In particular, we first propose an active, monocular approach to compute the
depth of the observed scene. Mimicking humans’ behavior during fixation, the robot
performs coordinated head and eye movements that are instrumental in revealing
depth information. In the meantime proprioceptive cues and visual information are
integrated in a probabilistic framework to obtain a dense depth map. Achieved results
show that this approach yields accurate and robust 3D representations of the
observed scene.
Then we focus on the learning of saccade control. Saccades are fast eye movements
that allow humans and robots to bring the visual target in the center of the
visual field. They are executed open loop with respect to the vision system, and
consequently they require a precise knowledge of the internal model of the oculomotor
system. We propose two novel approaches to goal-directed learning of saccade
control. The first is a linear approximation of the direct inverse modeling and
works without any a-priori knowledge of the inverse model. The second approach,
namely recurrent architecture, is inspired by the recurrent loops between the cerebellum
and the brainstem. In this model, the brainstem acts as a fixed-inverse model
of the plant, while the cerebellum acts as an adaptive element that learns the internal
model of the oculomotor system. In both cases the adaptive element that approximates
the internal model is implemented using a basis function network trained with
the equations of the Kalman filter. This learning algorithm ensures fast convergence
and allows us to get a confidence value of the output response that can be used
to speed-up the learning process. The proposed approaches were validated through
experiments performed both in simulation and on an antropomorphic robotic head,
and were compared to the feedback error learning. Achieved results show that the
recurrent architecture outperforms the feedback error learning in terms of accuracy
and insensitivity to the choice of the feedback controller.
Moreover, we show how the combination of looking and reaching to the same target
leads to an implicit sensorimotor representation of the peripersonal space, that
is, the space around the body. This representation is created incrementally by linking
together correlated signals. Also, such a map is not learned all at once, but following
an order established by the temporal dependencies among different modalities,
which is imposed by the choice of vision as the master signal. Indeed, visual feedback
is used both to correct gazing movements and to improve eye-arm coordination.
Inspired by these observations the proposed framework builds and maintains
an implicit sensorimotor map of the environment. We show how this framework allows
the robot to gaze and reach to target objects. Moreover, the model is updated
on-line after each movement and achieved results show how the robot can adapt to
unexpected changes of its body configuration.
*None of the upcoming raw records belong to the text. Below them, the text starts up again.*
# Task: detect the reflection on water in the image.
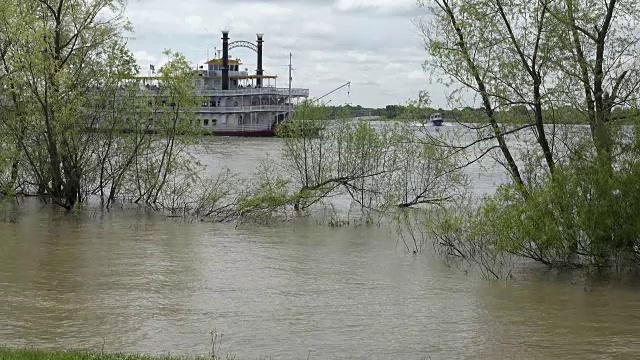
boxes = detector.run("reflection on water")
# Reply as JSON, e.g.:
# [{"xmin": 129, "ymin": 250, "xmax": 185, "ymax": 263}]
[{"xmin": 0, "ymin": 134, "xmax": 640, "ymax": 359}]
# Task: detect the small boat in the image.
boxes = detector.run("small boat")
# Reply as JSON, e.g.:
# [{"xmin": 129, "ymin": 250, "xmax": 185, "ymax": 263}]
[{"xmin": 429, "ymin": 113, "xmax": 444, "ymax": 126}]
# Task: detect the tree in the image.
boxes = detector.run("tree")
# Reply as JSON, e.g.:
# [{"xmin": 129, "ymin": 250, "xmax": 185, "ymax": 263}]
[
  {"xmin": 0, "ymin": 0, "xmax": 211, "ymax": 210},
  {"xmin": 418, "ymin": 0, "xmax": 640, "ymax": 276}
]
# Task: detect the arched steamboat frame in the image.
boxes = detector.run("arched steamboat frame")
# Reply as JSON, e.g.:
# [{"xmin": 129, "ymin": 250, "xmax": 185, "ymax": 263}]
[{"xmin": 229, "ymin": 40, "xmax": 258, "ymax": 53}]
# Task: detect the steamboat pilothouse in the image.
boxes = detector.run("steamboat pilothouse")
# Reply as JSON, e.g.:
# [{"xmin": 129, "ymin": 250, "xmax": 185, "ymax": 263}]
[{"xmin": 139, "ymin": 31, "xmax": 309, "ymax": 136}]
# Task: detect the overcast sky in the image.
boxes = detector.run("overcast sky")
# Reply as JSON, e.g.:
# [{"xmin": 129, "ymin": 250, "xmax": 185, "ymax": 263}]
[{"xmin": 122, "ymin": 0, "xmax": 446, "ymax": 107}]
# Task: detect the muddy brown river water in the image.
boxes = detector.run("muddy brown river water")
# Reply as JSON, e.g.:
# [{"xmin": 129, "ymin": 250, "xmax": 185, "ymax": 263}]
[{"xmin": 0, "ymin": 133, "xmax": 640, "ymax": 359}]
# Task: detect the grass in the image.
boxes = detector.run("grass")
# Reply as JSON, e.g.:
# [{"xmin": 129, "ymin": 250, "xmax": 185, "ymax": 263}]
[{"xmin": 0, "ymin": 347, "xmax": 235, "ymax": 360}]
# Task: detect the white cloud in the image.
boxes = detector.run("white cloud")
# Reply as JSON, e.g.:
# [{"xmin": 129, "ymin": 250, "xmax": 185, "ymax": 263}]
[{"xmin": 122, "ymin": 0, "xmax": 446, "ymax": 107}]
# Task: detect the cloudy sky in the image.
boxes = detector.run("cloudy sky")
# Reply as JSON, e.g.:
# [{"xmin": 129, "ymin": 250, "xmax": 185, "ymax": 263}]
[{"xmin": 122, "ymin": 0, "xmax": 446, "ymax": 107}]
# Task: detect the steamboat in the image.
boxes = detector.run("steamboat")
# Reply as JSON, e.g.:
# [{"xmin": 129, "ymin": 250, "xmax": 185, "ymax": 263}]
[{"xmin": 139, "ymin": 30, "xmax": 309, "ymax": 137}]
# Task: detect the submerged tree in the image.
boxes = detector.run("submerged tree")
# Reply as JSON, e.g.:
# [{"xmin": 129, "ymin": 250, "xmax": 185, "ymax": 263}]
[
  {"xmin": 247, "ymin": 102, "xmax": 467, "ymax": 226},
  {"xmin": 0, "ymin": 0, "xmax": 218, "ymax": 209},
  {"xmin": 419, "ymin": 0, "xmax": 640, "ymax": 276}
]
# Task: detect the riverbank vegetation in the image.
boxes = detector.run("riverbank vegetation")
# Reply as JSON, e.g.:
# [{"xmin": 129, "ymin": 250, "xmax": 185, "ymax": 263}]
[{"xmin": 418, "ymin": 0, "xmax": 640, "ymax": 277}]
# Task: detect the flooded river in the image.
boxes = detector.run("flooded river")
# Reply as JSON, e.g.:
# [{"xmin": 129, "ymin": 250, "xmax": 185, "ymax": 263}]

Finally, we have developed a cognitive architecture that integrates in a unified
framework several models inspired by neural circuits of the visual, frontal and posterior
parietal cortices of the brain. The outcome of the integration process is a
system that allows the robot to create its internal model and its representation of the
surrounding space by interacting with the environment directly, through a mutual
adaptation of perception and action. The robot is eventually capable of executing
a set of tasks, such as recognizing, gazing and reaching objects, which can work
separately or cooperate for supporting more structured and effective behaviors.